Note: In AutoRecs paper, they trained once per item — Feeding in ratings from each user for that item in input layer.
Sigmoid activation function was used in output layer.

  • Slightly better results than RBM
  • Here, compared to RBM, we have different sets of weights as well(not just different sets of biases)
  • Easier to implement in modern frameworks such as TF or Keras.

THE SPARSITY-CHALLENGE

In the research paper it was clearly mentioned that “We only consider contribution of observed ratings”

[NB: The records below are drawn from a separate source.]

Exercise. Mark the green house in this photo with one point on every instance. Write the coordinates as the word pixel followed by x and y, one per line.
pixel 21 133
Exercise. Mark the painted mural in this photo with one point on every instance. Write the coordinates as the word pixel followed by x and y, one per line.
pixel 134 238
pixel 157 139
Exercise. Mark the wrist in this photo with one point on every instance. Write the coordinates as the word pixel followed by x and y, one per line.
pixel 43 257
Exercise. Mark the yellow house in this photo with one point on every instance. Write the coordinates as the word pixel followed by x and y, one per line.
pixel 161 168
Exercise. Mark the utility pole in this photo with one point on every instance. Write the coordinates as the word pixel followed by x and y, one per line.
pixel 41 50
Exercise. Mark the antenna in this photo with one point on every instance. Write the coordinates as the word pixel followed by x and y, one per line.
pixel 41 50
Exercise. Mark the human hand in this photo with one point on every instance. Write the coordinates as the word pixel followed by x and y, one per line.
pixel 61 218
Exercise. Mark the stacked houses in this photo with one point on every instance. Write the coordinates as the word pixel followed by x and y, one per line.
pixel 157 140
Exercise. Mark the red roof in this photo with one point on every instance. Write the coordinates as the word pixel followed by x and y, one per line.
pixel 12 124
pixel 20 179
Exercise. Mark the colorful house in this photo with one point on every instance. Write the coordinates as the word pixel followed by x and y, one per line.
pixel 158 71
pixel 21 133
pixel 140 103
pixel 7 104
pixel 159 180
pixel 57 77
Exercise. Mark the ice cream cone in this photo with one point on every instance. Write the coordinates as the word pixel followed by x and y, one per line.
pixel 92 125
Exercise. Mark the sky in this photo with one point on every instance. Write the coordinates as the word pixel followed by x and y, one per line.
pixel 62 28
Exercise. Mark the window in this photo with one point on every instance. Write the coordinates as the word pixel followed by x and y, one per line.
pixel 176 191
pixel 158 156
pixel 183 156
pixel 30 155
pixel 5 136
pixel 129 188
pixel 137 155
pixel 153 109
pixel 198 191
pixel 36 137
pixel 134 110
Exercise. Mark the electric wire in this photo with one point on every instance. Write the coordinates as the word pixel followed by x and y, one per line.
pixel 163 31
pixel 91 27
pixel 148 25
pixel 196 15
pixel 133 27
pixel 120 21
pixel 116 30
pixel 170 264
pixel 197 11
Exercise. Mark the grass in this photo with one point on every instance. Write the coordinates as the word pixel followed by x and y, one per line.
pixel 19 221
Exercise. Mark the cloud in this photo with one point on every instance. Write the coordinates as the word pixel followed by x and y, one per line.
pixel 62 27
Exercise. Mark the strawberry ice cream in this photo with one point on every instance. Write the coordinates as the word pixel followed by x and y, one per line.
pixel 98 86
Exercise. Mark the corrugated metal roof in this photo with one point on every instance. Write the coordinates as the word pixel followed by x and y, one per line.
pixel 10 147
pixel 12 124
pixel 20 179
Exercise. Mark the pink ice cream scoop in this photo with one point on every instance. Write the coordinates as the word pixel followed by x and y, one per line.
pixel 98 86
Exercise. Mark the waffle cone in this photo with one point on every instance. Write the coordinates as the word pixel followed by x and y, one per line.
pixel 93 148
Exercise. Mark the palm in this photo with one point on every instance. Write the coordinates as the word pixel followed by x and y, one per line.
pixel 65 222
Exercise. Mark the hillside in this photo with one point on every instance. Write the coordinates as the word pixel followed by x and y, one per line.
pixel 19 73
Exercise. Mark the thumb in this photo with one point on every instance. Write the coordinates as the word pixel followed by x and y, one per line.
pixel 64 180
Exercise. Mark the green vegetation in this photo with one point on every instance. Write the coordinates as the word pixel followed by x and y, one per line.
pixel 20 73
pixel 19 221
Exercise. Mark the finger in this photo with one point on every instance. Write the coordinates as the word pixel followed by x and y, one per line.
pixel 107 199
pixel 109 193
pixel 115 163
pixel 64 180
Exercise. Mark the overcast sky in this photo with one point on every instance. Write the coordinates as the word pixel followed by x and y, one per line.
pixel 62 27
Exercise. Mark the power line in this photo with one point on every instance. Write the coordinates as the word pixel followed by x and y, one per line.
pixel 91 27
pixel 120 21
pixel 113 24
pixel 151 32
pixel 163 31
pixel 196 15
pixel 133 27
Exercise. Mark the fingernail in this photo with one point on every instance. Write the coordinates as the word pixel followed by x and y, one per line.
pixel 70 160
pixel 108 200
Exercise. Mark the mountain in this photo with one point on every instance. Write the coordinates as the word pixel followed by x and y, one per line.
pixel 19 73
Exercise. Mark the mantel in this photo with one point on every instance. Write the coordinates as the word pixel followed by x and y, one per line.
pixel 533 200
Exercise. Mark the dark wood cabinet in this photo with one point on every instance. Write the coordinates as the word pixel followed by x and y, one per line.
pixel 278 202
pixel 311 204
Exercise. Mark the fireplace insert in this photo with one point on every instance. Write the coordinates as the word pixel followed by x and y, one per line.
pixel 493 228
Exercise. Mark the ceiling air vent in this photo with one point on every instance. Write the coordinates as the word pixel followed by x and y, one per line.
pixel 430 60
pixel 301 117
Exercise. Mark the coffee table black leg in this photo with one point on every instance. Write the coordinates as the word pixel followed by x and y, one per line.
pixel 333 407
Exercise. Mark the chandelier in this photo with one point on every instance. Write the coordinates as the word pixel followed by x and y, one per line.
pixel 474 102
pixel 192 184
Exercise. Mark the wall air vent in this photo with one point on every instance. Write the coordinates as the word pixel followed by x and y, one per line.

i.e. They were careful to process each path through the neural net individually only propagating information from ratings that actually exist in training data and ignoring contribution input nodes corresponding
to missing data.

As a result, It is hard to implement it in Tensorflow. Even if it has sparse tensors, there is no simple way to restrict chain of matrix multiplications and additions needed to implement in neural net to just input nodes with
actual data in them. Implementation in TF or Keras ignores that problem and models missing ratings as zeros. This gives decent results but has a fundamental problem in it!

ARCHITECTURE — AUTOENCODERS

Encoding Inputs: Building up weights and biases between input and hidden layer is refered to as encoding the input. We are actually encoding patterns.

Decoding Outputs: Reconstructing output in the weights between hidden and the output layers

Hence, First set of weights is used in encoding stage and second set of weights is used in Decoding stage.

Note: In RBM we encoded on forward pass and decoded on backward pass.
So, conceptually both are similar.

SOME OTHER IDEAS

  • Deep neural nets with large number of hidden layers
  • One hot encoding user and item data into one input layer

One big problem is that there is no difference between missing ratings and ratings with zero values!

Note: The above idea was unable to outperform matrix factorisation because of data sparsity

Amazon’s DSSTNE actually solved the problem of handling missing ratings! RESULTS ARE VERY GOOD!!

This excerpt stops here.